Canadian Pacific Railway Ltd. (CP) faces an additional obstacle in its uphill effort to combine with Norfolk Southern Corp., as federal regulators are concerned that mergers of major freight railroads can undermine safety, according to Dow Jones Business News.
The Federal Railroad Administration, which regulates safety for the U.S. industry, expects to scrutinize the "significant safety hurdles" that would result from merging any of the nation's major railroads, the head of the agency told The Wall Street Journal.
Challenges include combining safety cultures of two different organizations, including determining which company's safety rules and protocols will take precedence and how to restructure a combined workforce to maintain the same level of communication and protection each had individually.

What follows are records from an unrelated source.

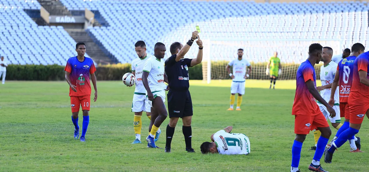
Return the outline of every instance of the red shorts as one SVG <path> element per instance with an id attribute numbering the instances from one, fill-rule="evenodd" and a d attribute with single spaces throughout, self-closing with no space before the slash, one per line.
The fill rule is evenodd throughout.
<path id="1" fill-rule="evenodd" d="M 70 107 L 72 112 L 79 111 L 79 107 L 82 107 L 82 110 L 90 110 L 90 103 L 91 95 L 86 95 L 83 96 L 70 96 Z"/>
<path id="2" fill-rule="evenodd" d="M 350 123 L 361 123 L 365 113 L 369 110 L 369 102 L 363 100 L 355 101 L 350 104 Z"/>
<path id="3" fill-rule="evenodd" d="M 341 117 L 345 117 L 345 119 L 350 120 L 350 107 L 348 103 L 342 102 L 339 103 L 339 112 Z"/>
<path id="4" fill-rule="evenodd" d="M 295 115 L 295 133 L 307 135 L 318 127 L 329 127 L 327 119 L 320 113 L 315 116 Z"/>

The FRA isn't empowered to block railroad mergers, which require approval by another federal body, the Surface Transportation Board. It is, however, granted power by that body to work with railroads on a "safety integration plan" to ensure safe operations in the case of a merger under largely untested rules put in place in 2001.
It's the latest wrinkle in CP's roughly $30 billion merger proposal, made public in November, which has been rebuffed by Norfolk Southern as "grossly inadequate." CP has said its next steps may include launching a proxy fight to take the offer directly to shareholders.
"Operating safely is the foundation of our operating model here at CP. It's a multipronged approach that shapes all our decisions at every level and has driven improvements at CP and will drive significant and lasting safety improvements at NS," Keith Creel, CP’s chief operating officer, said in an emailed statement.